Monday, June 18, 2007

Red Moon

China announced today a new heavy lift launch vehicle capable of lifting a space station or propelling astronauts to the moon. The target launch date is 2011. China's space program garners a lot of attention. Each announcement seems to convey a country that just isn't satisifed with getting a man into Earth orbit, but a country that is on a course similar to the United States in the early sixties. China is on a fast track, seemingly achieving one space success after another. Their budget is lower than NASA's yet they appear to be on a calculated path to reach the moon and beyond at or before the United States. This is a different era though and the Chinese space program has the advantage of leveraging the work of both the American and Russian programs that accomplished so much in an era where ingenuity and resourcefulness were required. The Chinese has been able to take shortcuts to getting into space. First, they've leverged the Russian knowledge and hardware. Second, they have had open access to the wealth of public information that the American program makes available. Lastly, the Chinese program is more narrowly focused.
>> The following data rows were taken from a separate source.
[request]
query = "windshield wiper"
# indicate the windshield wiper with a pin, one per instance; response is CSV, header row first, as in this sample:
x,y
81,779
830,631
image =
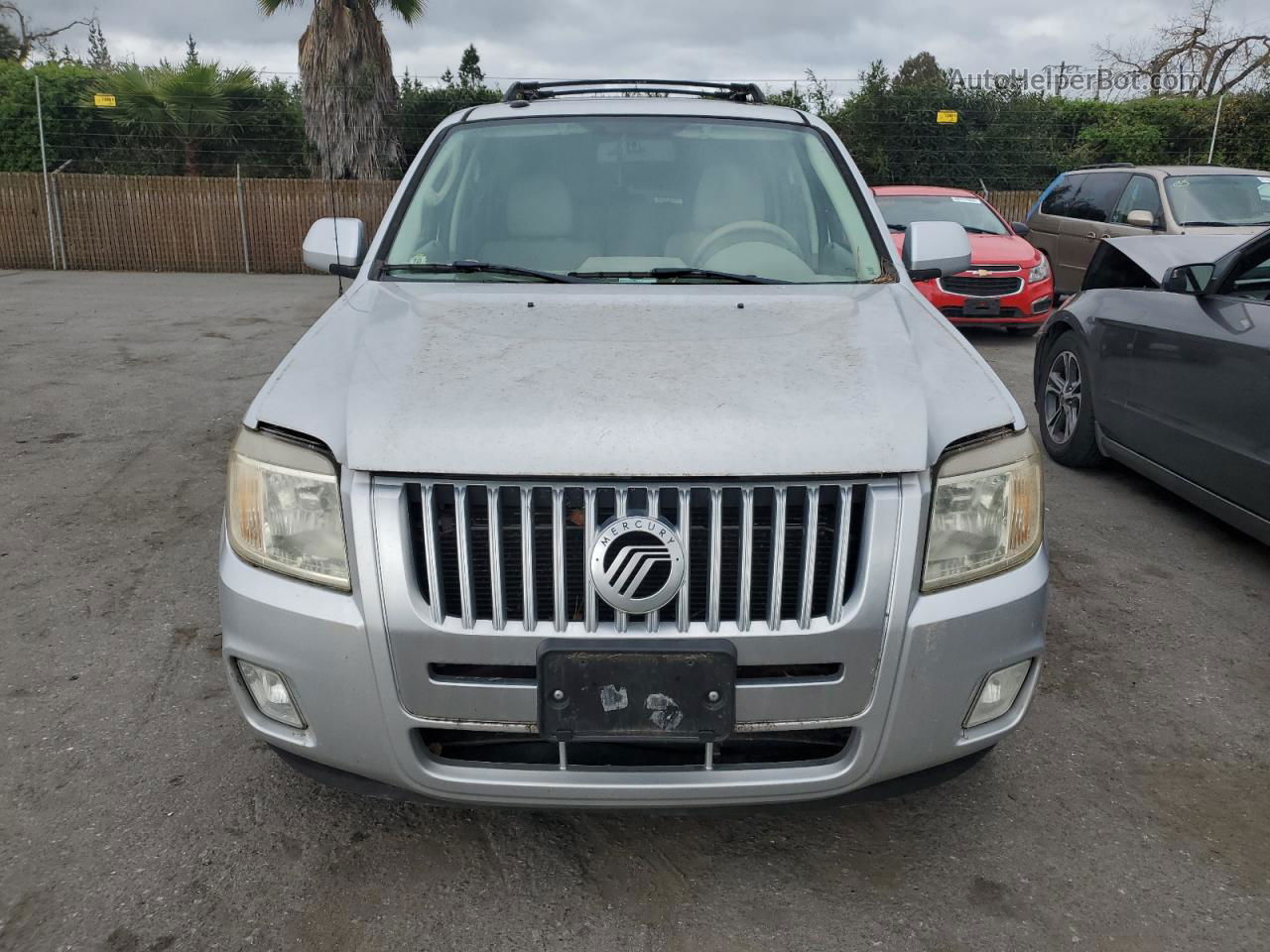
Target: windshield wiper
x,y
671,273
468,267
The American program is ambitious - the world is learning about the solar system from missions like Cassini, Mars Rovers, ISS, Pluto-Kuiper Express, Messenger, Dawn, Hubble, SOHO, NEAR, Deep Impact and many others. The U.S. Program is criticized for it's expense, but compared to the Chinese program the American program is leading the planet on exploring other worlds. The Chinese programs is focused on getting to the moon, the American program is focused on getting back to the moon, but also in exploring the rest of the universe and continued research on aeronautics and earth sciences. Our program accomplishes so much with limited resources. The budget needs to be increased significantly to further our continued exploration. Space isn't a luxury that some think we can't afford, but a necessity that we must afford to secure our nation's technological preeminence and to take what is considered the next Saudia Arabia - the Moon. The moon is thought to hold enough Helium 3 to power the Earth for a 1000 years. With China's growing energy demands, securing an endless supply of clean fuel would be priceless. If we don't act, don't get back to the moon first, we will indeed gaze at the night sky and see a red moon.